Ibish said he knew that the pro-Israeli critics were exaggerating because they had called him a fundamentalist. "I couldn't be more hedonistic, debauched, and I'm proud of it," he said. "These people just want to have a monologue when it comes to Israel. They just want to play a game of gotcha!"
The pressure on the administration is not coming just from Jewish groups. A split is emerging between two wings of the Republican Party -- libertarians who consider Muslims the party's greatest immigrant asset and conservatives who conceive of the war exactly the way Bush tries to avoid, as a cosmic one between Islam and the West.
The emerging spokesmen for the latter group are Paul Weyrich and William S. Lind of the Free Congress Foundation.
"There is no such thing as peaceful Islam," Lind said. "Islamics cannot fit into an America in which the first loyalty is to the American Constitution. They should be encouraged to leave. They are a fifth column in this country."
On the opposite side are people such as Grover Norquist of Americans for Tax Reform. Norquist calls Muslims "natural conservatives." After the election, Norquist wrote an article in the American Spectator headlined: "George W. Bush was elected president of the United States of America because of the Muslim vote."

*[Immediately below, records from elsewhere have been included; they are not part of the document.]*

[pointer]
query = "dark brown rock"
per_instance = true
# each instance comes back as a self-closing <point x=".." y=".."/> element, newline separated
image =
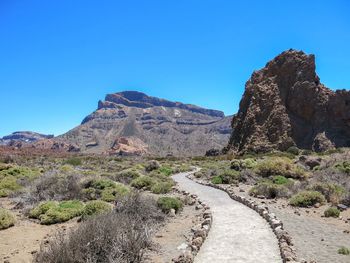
<point x="284" y="105"/>
<point x="133" y="123"/>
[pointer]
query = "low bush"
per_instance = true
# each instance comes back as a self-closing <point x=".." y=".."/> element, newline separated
<point x="332" y="212"/>
<point x="122" y="235"/>
<point x="279" y="179"/>
<point x="161" y="187"/>
<point x="344" y="251"/>
<point x="293" y="150"/>
<point x="241" y="164"/>
<point x="152" y="165"/>
<point x="6" y="219"/>
<point x="111" y="193"/>
<point x="54" y="186"/>
<point x="307" y="198"/>
<point x="269" y="190"/>
<point x="42" y="208"/>
<point x="143" y="182"/>
<point x="280" y="166"/>
<point x="53" y="212"/>
<point x="216" y="180"/>
<point x="13" y="178"/>
<point x="105" y="189"/>
<point x="167" y="203"/>
<point x="343" y="167"/>
<point x="95" y="207"/>
<point x="75" y="161"/>
<point x="333" y="192"/>
<point x="229" y="176"/>
<point x="166" y="170"/>
<point x="126" y="176"/>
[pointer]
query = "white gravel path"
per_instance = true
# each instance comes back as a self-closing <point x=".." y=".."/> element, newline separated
<point x="238" y="233"/>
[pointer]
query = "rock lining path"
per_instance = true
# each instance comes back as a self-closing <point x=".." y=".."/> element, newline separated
<point x="238" y="233"/>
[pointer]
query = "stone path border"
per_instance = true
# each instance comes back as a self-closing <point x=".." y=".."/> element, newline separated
<point x="288" y="252"/>
<point x="200" y="232"/>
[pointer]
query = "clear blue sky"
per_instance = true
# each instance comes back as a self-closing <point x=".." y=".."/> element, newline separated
<point x="58" y="58"/>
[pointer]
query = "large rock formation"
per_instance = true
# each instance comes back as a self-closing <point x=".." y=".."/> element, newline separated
<point x="284" y="104"/>
<point x="24" y="136"/>
<point x="131" y="122"/>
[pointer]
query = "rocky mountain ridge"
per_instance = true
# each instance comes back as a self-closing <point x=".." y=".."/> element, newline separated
<point x="131" y="122"/>
<point x="284" y="105"/>
<point x="23" y="136"/>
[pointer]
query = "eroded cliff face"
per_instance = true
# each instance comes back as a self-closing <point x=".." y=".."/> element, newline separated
<point x="133" y="123"/>
<point x="284" y="104"/>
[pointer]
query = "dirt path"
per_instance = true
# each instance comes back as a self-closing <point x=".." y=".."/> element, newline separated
<point x="238" y="234"/>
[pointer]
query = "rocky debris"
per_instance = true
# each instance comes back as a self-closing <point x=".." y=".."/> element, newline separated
<point x="128" y="146"/>
<point x="310" y="161"/>
<point x="342" y="207"/>
<point x="152" y="165"/>
<point x="45" y="145"/>
<point x="91" y="144"/>
<point x="213" y="152"/>
<point x="199" y="232"/>
<point x="284" y="105"/>
<point x="288" y="252"/>
<point x="160" y="126"/>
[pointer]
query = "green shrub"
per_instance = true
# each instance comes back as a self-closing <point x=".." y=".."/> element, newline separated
<point x="152" y="165"/>
<point x="127" y="175"/>
<point x="110" y="194"/>
<point x="143" y="182"/>
<point x="307" y="198"/>
<point x="280" y="166"/>
<point x="101" y="184"/>
<point x="332" y="192"/>
<point x="166" y="170"/>
<point x="279" y="179"/>
<point x="167" y="203"/>
<point x="73" y="161"/>
<point x="161" y="187"/>
<point x="293" y="150"/>
<point x="269" y="190"/>
<point x="6" y="219"/>
<point x="216" y="180"/>
<point x="105" y="189"/>
<point x="332" y="212"/>
<point x="12" y="177"/>
<point x="42" y="208"/>
<point x="306" y="152"/>
<point x="95" y="207"/>
<point x="53" y="212"/>
<point x="343" y="167"/>
<point x="344" y="251"/>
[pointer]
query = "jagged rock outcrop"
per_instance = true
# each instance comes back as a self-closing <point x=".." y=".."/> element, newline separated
<point x="133" y="123"/>
<point x="284" y="104"/>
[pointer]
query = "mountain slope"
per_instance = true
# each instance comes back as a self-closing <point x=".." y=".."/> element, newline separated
<point x="131" y="122"/>
<point x="284" y="104"/>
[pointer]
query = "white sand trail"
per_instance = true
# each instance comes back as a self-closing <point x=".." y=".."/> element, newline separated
<point x="238" y="233"/>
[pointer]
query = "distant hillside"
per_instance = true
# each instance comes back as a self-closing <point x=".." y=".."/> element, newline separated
<point x="24" y="136"/>
<point x="132" y="122"/>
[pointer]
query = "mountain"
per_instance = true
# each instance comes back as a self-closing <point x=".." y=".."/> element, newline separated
<point x="24" y="136"/>
<point x="284" y="105"/>
<point x="132" y="122"/>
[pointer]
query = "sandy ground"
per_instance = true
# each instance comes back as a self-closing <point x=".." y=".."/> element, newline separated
<point x="20" y="242"/>
<point x="238" y="233"/>
<point x="170" y="239"/>
<point x="316" y="238"/>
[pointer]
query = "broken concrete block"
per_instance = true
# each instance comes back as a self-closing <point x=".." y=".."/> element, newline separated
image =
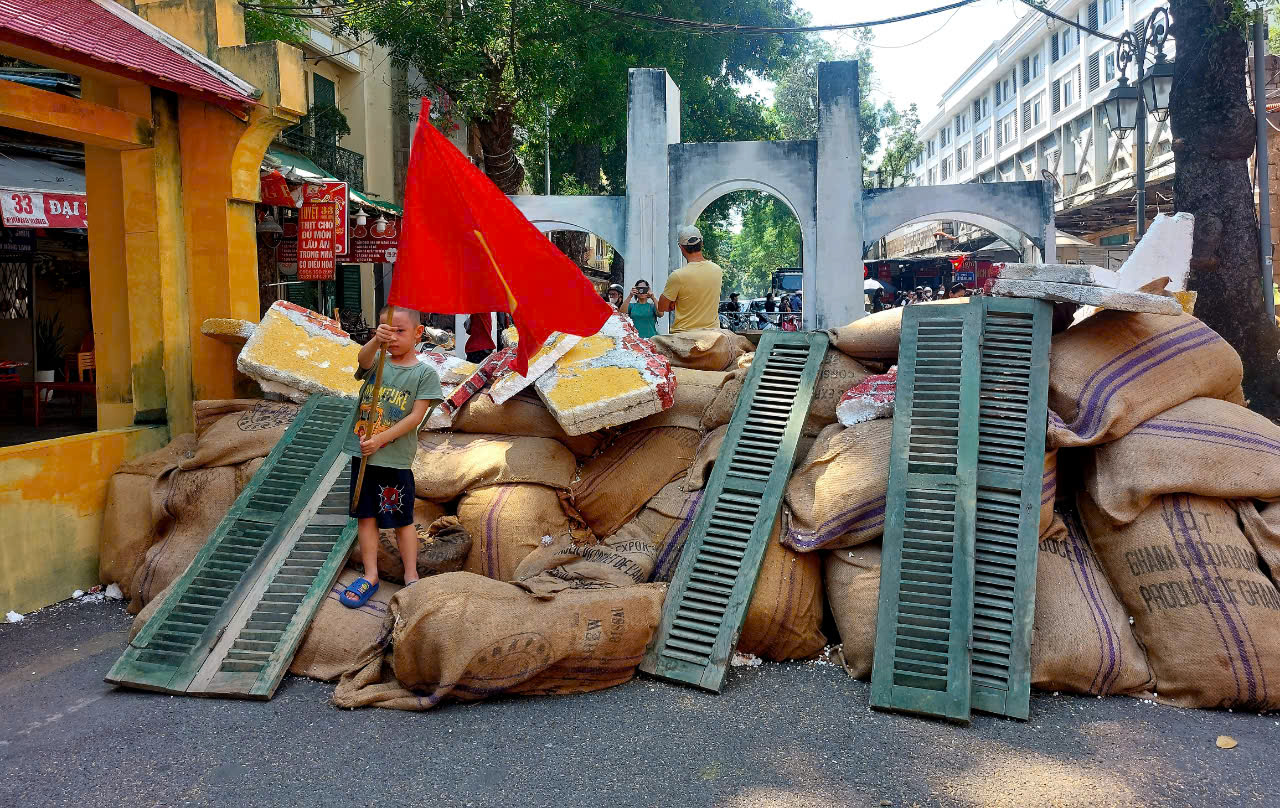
<point x="608" y="379"/>
<point x="871" y="398"/>
<point x="1060" y="273"/>
<point x="1165" y="249"/>
<point x="228" y="329"/>
<point x="297" y="352"/>
<point x="1102" y="297"/>
<point x="510" y="382"/>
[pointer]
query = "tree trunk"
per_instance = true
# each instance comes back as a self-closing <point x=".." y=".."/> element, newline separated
<point x="497" y="136"/>
<point x="1214" y="137"/>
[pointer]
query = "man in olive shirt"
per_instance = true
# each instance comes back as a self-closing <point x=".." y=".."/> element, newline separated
<point x="693" y="291"/>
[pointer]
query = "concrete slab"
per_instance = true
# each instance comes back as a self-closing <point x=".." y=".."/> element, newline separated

Bush had campaigned at mosques and spoke out against a 1996 law permitting secret evidence to be used in deportation proceedings. He won the endorsement of most major American Muslim groups.
In predominately Arab American precincts in working-class Dearborn, Mich., for example, voters switched dramatically from voting 3 to 1 for Bill Clinton over Robert J. Dole in 1996 to backing Bush over Al Gore by ratios of more than 3 to 1.
In 1998, Norquist co-founded the Islamic Institute with lobbyist Khaled Saffurri. The institute is credited with giving the Arab American community, including many of those invited to the White House since Sept. 11, entree to the Republican Party. This networking is what had led to the White House's current problem.
For example, Abdurahman Alamoudi, who was chosen by the White House to attend a prayer service with the president, said at a Washington rally last year that "we are all supporters of Hamas." Saffurri once worked for him when Alamoudi was president of the American Muslim Council.
White House sources expressed frustration at this "guilt by association," where any Muslim leader who worked with someone who once said something objectionable is automatically deemed unsuitable to appear with the president.
"You can always dig for a quote somewhere," a White House source said. "They [the critics] are asking for moderates. But I'm not sure the moderates they want have any following."